"Ada apa?" tanya pria itu sambil mengerut kening.
"Eh, tidak ada." Marina segera menghampiri sang suami di meja makan. Ia memperhatikan pakaian suaminya. "Abang gak kerja?"
"Aku hari ini mau di rumah aja, menemani kamu."
Gawat ... "Bang, ke kantor aja ya? Aku mau ke rumah Ibu."
"Lho, kenapa ngak aku antar saja?"
"Ngak, Bang. Ini eh ...." Marina melirik Isy. "Aku mau ngomong soal nikahan sepupu. Abang gak kenal pokoknya, orangnya."
"Ya gak papa. Dikenalinlah, biar Abang kenal. 'Kan dia sepupu kamu."
"Eh, tapi habis itu mau keliling-keliling cari bahan untuk mas kawinnya."
"Bukankah lebih enak ditemani? Cari-cari barang seperti itu bukankah butuh seorang sopir?"
"Eh ...." Wanita itu kembali melirik Isy, kebingungan. Tiba-tiba ia mendapat ide. "Oh ya, aku butuh Isy tapi gak bisa bawa Farrel. Mungkin naik turun eskalator. Apa Abang bisa jagain Farrel?"
Pria bule itu menghela napas. "Ya, sudah," ucapnya kecewa. "Tapi hati-hati ya? My Sweety(manisku)" Ia mencubit pipi istrinya lembut.
Marina tersenyum lebar. Akhirnya ... "Iya."
"Tapi jangan mau disentuh-sentuh pria ya?"
Marina tersenyum menahan tawa. Ia memutar bola matanya tak percaya. "Honey, kamu cemburu?"
Abigail melirik babysitter Farrel. "Isy, pastikan tidak ada pria yang sengaja menyentuhnya," titahnya.

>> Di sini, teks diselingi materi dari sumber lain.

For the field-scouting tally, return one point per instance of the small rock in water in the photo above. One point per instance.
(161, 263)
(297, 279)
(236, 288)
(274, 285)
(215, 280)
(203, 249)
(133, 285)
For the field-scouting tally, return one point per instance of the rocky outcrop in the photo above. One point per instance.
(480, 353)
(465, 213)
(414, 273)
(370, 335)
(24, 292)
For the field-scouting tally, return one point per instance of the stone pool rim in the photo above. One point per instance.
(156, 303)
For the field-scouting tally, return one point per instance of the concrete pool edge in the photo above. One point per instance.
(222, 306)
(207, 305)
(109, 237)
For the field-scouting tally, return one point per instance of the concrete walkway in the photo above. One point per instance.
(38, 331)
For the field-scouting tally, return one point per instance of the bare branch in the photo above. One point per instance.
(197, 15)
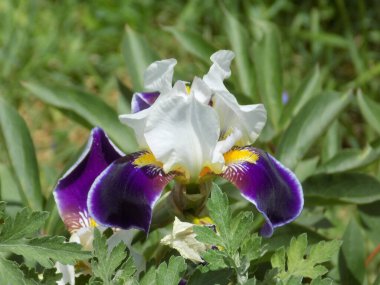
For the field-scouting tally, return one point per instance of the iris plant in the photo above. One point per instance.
(189, 133)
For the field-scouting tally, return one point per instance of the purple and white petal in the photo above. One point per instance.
(72, 189)
(142, 101)
(269, 185)
(124, 194)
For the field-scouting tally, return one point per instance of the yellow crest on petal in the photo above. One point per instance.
(146, 158)
(238, 155)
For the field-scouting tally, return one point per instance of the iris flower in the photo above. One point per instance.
(190, 133)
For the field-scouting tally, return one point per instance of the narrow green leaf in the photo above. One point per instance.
(88, 107)
(352, 256)
(23, 225)
(138, 55)
(220, 212)
(355, 188)
(308, 89)
(172, 273)
(350, 159)
(47, 250)
(332, 141)
(239, 41)
(370, 111)
(193, 43)
(221, 277)
(22, 155)
(309, 125)
(268, 67)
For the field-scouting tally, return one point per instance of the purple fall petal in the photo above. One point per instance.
(72, 189)
(265, 182)
(124, 194)
(142, 101)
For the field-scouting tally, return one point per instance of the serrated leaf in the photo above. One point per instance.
(105, 263)
(207, 236)
(220, 212)
(278, 259)
(22, 155)
(355, 188)
(216, 259)
(241, 227)
(320, 281)
(10, 273)
(149, 278)
(309, 125)
(352, 256)
(46, 250)
(171, 273)
(296, 252)
(26, 223)
(221, 277)
(301, 264)
(91, 110)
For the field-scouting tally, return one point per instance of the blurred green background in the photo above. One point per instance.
(78, 54)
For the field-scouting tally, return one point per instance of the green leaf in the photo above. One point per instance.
(171, 273)
(22, 155)
(220, 213)
(216, 259)
(309, 125)
(350, 159)
(352, 256)
(25, 224)
(105, 263)
(89, 108)
(332, 141)
(310, 86)
(46, 250)
(221, 277)
(207, 236)
(15, 238)
(370, 111)
(10, 273)
(149, 278)
(354, 188)
(241, 227)
(239, 41)
(193, 43)
(302, 261)
(320, 281)
(138, 56)
(268, 68)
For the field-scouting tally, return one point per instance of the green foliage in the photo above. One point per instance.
(299, 260)
(238, 246)
(17, 236)
(110, 266)
(21, 154)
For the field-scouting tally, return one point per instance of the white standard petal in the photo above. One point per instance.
(159, 75)
(249, 119)
(137, 122)
(201, 91)
(182, 133)
(219, 70)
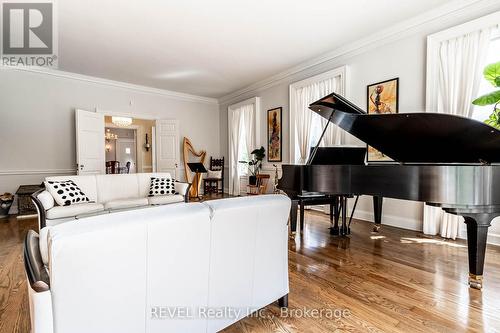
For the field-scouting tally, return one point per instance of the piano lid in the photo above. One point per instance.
(421, 137)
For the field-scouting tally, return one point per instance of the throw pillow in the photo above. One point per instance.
(161, 186)
(66, 192)
(214, 174)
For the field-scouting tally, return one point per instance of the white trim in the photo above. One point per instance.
(450, 10)
(139, 88)
(433, 42)
(37, 172)
(339, 71)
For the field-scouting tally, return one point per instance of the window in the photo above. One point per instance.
(243, 131)
(482, 113)
(306, 126)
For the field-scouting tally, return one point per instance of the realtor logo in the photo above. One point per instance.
(28, 34)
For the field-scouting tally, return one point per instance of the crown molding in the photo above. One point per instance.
(117, 84)
(396, 32)
(37, 172)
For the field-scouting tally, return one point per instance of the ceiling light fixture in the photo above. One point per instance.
(121, 121)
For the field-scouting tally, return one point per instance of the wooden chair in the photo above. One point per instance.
(112, 167)
(211, 184)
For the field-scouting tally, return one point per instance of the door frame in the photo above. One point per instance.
(77, 139)
(135, 128)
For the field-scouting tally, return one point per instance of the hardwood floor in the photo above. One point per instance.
(396, 281)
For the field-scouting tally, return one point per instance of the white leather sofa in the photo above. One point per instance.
(160, 269)
(106, 193)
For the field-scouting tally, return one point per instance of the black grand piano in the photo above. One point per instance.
(443, 160)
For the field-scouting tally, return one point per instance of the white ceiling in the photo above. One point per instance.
(213, 47)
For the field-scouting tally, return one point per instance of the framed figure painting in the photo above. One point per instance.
(382, 98)
(274, 135)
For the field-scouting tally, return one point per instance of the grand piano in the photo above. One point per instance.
(443, 160)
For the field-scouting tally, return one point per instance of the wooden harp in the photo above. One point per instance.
(195, 180)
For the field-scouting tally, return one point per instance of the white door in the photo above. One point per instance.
(167, 146)
(90, 152)
(125, 152)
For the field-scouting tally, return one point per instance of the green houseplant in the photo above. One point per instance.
(255, 164)
(491, 74)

Isy hanya menahan tawa. Kenapa bule tampan seperti Pak Abigail takut istrinya digaet orang? Aneh. Kalau pergi ya cari lagi lah! Pria tampan seperti dirinya tak susah mencari istri lagi, kenapa mencemburui istri yang baru kurus ini? Di luar 'kan banyak wanita yang lebih cantik dari Ibu Marina. Apa ada yang salah dengan matanya? "Baik, Pak."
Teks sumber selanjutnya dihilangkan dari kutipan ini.